1992 legte mir Fat Mike eine Band ans Herz, für die er, wie er sagte, sein Label Fat Wreck, auf dem zu diesem Zeitpunkt nur zwei NOFX-Platten erschienen waren, ausbauen wolle. LAGWAGON hieß die Formation aus Santa Barbara, CA, das Tape, das mich bald darauf erreichte, begeisterte, und das Erscheinen des Debüts „Duh“ im Oktober 1992 läutete eine goldene Ära ein, den Melodic-Punk-Boom der Mittneunziger. Viele Bands aus jener Zeit sind längst wieder vergessen, LAGWAGON und ihr kreativer Kopf Joey Cape hingegen blieben, auch wenn zwischen „Resolve“ (2005) und dem neuen Album „Hang“ neun Jahre liegen.

Joey, du warst schwer zu erreichen, bist gerade auf Tour. Wo genau?

In Kalamazoo, Michigan. Nicht weit von Detroit, aber es fühlt sich an wie „in the middle of nowhere“.

Siehst du irgendwas von den Städten, in denen du spielst?
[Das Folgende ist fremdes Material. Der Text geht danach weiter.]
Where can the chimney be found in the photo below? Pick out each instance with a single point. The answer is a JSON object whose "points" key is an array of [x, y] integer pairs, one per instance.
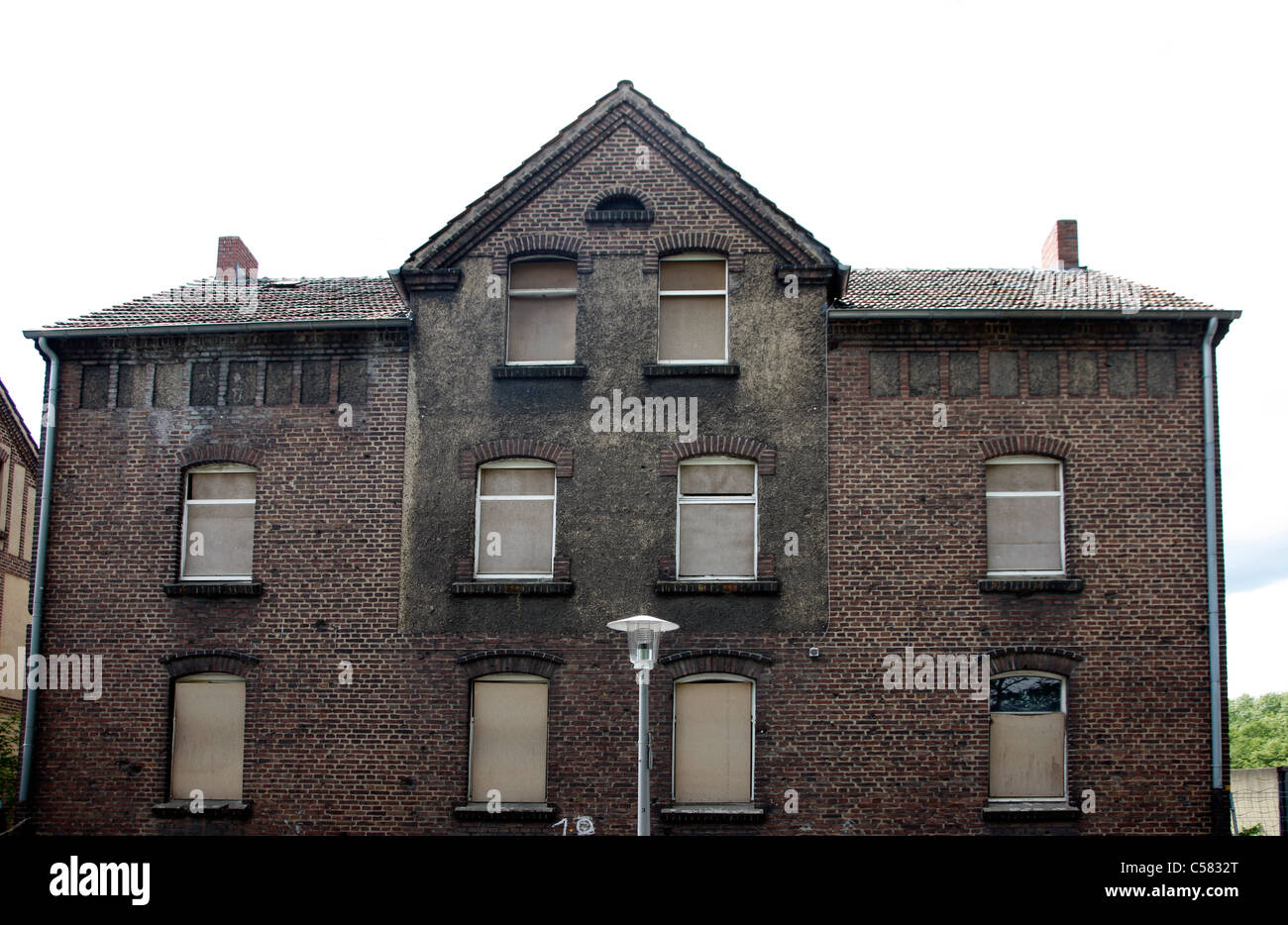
{"points": [[236, 263], [1060, 251]]}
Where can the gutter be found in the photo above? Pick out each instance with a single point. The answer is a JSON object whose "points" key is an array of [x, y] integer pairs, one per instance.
{"points": [[232, 328], [38, 604], [1212, 565]]}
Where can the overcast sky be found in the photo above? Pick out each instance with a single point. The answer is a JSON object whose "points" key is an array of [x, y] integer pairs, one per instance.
{"points": [[335, 138]]}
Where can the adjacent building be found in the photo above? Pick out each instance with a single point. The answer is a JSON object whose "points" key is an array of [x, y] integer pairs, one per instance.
{"points": [[348, 547]]}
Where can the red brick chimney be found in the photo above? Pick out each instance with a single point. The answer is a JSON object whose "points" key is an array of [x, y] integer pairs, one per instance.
{"points": [[236, 263], [1060, 251]]}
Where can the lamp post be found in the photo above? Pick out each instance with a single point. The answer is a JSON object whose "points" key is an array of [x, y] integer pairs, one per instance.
{"points": [[643, 641]]}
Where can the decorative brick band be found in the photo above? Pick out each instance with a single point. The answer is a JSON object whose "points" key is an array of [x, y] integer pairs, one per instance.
{"points": [[219, 453], [514, 448], [1033, 659], [505, 661], [743, 448], [1024, 444], [198, 661], [715, 661]]}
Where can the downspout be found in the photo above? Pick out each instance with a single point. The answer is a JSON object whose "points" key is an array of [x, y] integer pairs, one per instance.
{"points": [[38, 603], [1214, 603]]}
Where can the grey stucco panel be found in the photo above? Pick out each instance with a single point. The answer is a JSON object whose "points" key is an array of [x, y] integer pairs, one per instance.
{"points": [[616, 514]]}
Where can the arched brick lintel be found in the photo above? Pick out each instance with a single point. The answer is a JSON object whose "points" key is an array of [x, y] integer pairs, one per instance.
{"points": [[198, 661], [514, 448], [1024, 444], [1033, 659], [509, 661], [743, 448], [220, 453], [716, 661]]}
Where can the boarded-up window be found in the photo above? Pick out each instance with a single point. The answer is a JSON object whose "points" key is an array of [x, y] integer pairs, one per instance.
{"points": [[713, 726], [1025, 515], [716, 518], [515, 519], [209, 727], [1026, 737], [692, 318], [219, 522], [542, 325], [507, 739]]}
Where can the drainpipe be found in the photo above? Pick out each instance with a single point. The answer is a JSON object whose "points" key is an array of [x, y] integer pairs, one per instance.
{"points": [[1214, 604], [38, 604]]}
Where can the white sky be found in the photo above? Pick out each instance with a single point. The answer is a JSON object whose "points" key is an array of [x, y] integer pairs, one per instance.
{"points": [[334, 138]]}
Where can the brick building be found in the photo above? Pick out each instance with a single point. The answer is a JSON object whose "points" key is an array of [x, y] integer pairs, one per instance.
{"points": [[348, 547]]}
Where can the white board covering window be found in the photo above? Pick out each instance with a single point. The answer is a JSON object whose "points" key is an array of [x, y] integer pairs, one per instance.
{"points": [[515, 519], [507, 739], [1025, 515], [713, 739], [1025, 746], [692, 315], [219, 522], [716, 512], [542, 317], [209, 728]]}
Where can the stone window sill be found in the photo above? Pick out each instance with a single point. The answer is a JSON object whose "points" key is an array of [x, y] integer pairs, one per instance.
{"points": [[1030, 585], [761, 586], [553, 371], [552, 587], [214, 589], [217, 809], [507, 812], [706, 813], [691, 369], [1037, 810]]}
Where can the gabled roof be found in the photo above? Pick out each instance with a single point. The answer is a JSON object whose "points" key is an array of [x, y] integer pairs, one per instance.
{"points": [[265, 303], [623, 106], [987, 291]]}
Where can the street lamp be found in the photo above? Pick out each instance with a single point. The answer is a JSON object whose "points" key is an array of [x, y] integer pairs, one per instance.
{"points": [[643, 641]]}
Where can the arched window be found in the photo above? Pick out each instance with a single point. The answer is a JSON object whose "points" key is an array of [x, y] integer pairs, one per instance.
{"points": [[218, 522], [1025, 515], [713, 739], [692, 316], [507, 737], [716, 518], [514, 515], [1026, 736], [542, 320], [209, 727]]}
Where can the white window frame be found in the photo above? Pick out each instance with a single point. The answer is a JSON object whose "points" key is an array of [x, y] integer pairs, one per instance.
{"points": [[187, 500], [516, 462], [1021, 459], [722, 292], [1064, 709], [754, 499], [509, 677], [539, 294], [715, 676]]}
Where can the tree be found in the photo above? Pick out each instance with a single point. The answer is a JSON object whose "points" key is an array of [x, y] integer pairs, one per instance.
{"points": [[1258, 731]]}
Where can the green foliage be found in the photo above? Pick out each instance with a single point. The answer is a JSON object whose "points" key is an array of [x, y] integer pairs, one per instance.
{"points": [[9, 724], [1258, 731]]}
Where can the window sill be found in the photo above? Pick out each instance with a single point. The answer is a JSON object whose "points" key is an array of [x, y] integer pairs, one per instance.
{"points": [[214, 589], [468, 587], [704, 813], [1030, 585], [553, 371], [1037, 810], [509, 812], [748, 586], [691, 369], [217, 809]]}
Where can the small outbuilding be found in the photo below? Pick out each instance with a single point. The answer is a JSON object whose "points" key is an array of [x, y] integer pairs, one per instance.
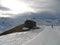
{"points": [[30, 24]]}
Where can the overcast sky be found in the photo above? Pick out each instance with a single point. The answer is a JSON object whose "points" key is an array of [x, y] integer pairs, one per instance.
{"points": [[40, 5]]}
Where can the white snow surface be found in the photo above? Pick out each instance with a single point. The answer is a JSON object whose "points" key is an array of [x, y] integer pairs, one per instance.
{"points": [[20, 38], [47, 37], [43, 36]]}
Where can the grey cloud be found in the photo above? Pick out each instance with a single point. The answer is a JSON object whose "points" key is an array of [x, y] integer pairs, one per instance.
{"points": [[4, 8], [50, 5]]}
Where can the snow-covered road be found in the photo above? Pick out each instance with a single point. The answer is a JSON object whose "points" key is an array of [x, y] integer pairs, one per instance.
{"points": [[43, 36]]}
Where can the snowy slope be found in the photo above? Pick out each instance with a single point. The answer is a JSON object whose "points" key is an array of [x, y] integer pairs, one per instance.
{"points": [[20, 38], [47, 37]]}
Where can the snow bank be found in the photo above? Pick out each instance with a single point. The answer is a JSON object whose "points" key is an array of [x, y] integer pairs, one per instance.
{"points": [[19, 38], [48, 37]]}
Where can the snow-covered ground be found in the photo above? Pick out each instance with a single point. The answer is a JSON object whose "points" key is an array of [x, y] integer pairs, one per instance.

Also die romantische Idee, dass man was vom Land sieht, wenn man tourt, stimmt nur bedingt, denn meistens hat man nicht viel Zeit. In Kalamazoo war ich, glaube ich, noch nie, weshalb wir jetzt gleich mal nach downtown fahren. Heute Abend spielen wir in Chicago, das ist nicht weit, da haben wir Zeit für so was. Ob man Gelegenheit hat, was zu sehen, hängt auch davon ab, wie man tourt: ist man mit einem Van unterwegs und es wird abends spät, schläft man länger und muss dann direkt wieder los. Mit einem Nightliner ist es fast noch schwerer, was von einer Stadt zu sehen, du fährst nachts wieder los und bist fast nur im Bus. Mein Vorteil ist, dass ich mit dem Alter immer weniger Schlaf brauche, fünf, sechs Stunden genügen mir meist. Trotzdem besteht Touren meist aus Fahren, Fahren, Fahren, dann kommst du an, machst Soundcheck, man isst was, die Show geht los, und dann ab ins Hotel und wieder ab auf die Straße. Ich toure ehrlich gesagt lieber mit einem Van, da nimmt man die Umgebung eher wahr als mit dem Nightliner. Mit LAGWAGON sind wir immer mit dem Nightliner unterwegs, solo mit dem Van, so wie jetzt gerade.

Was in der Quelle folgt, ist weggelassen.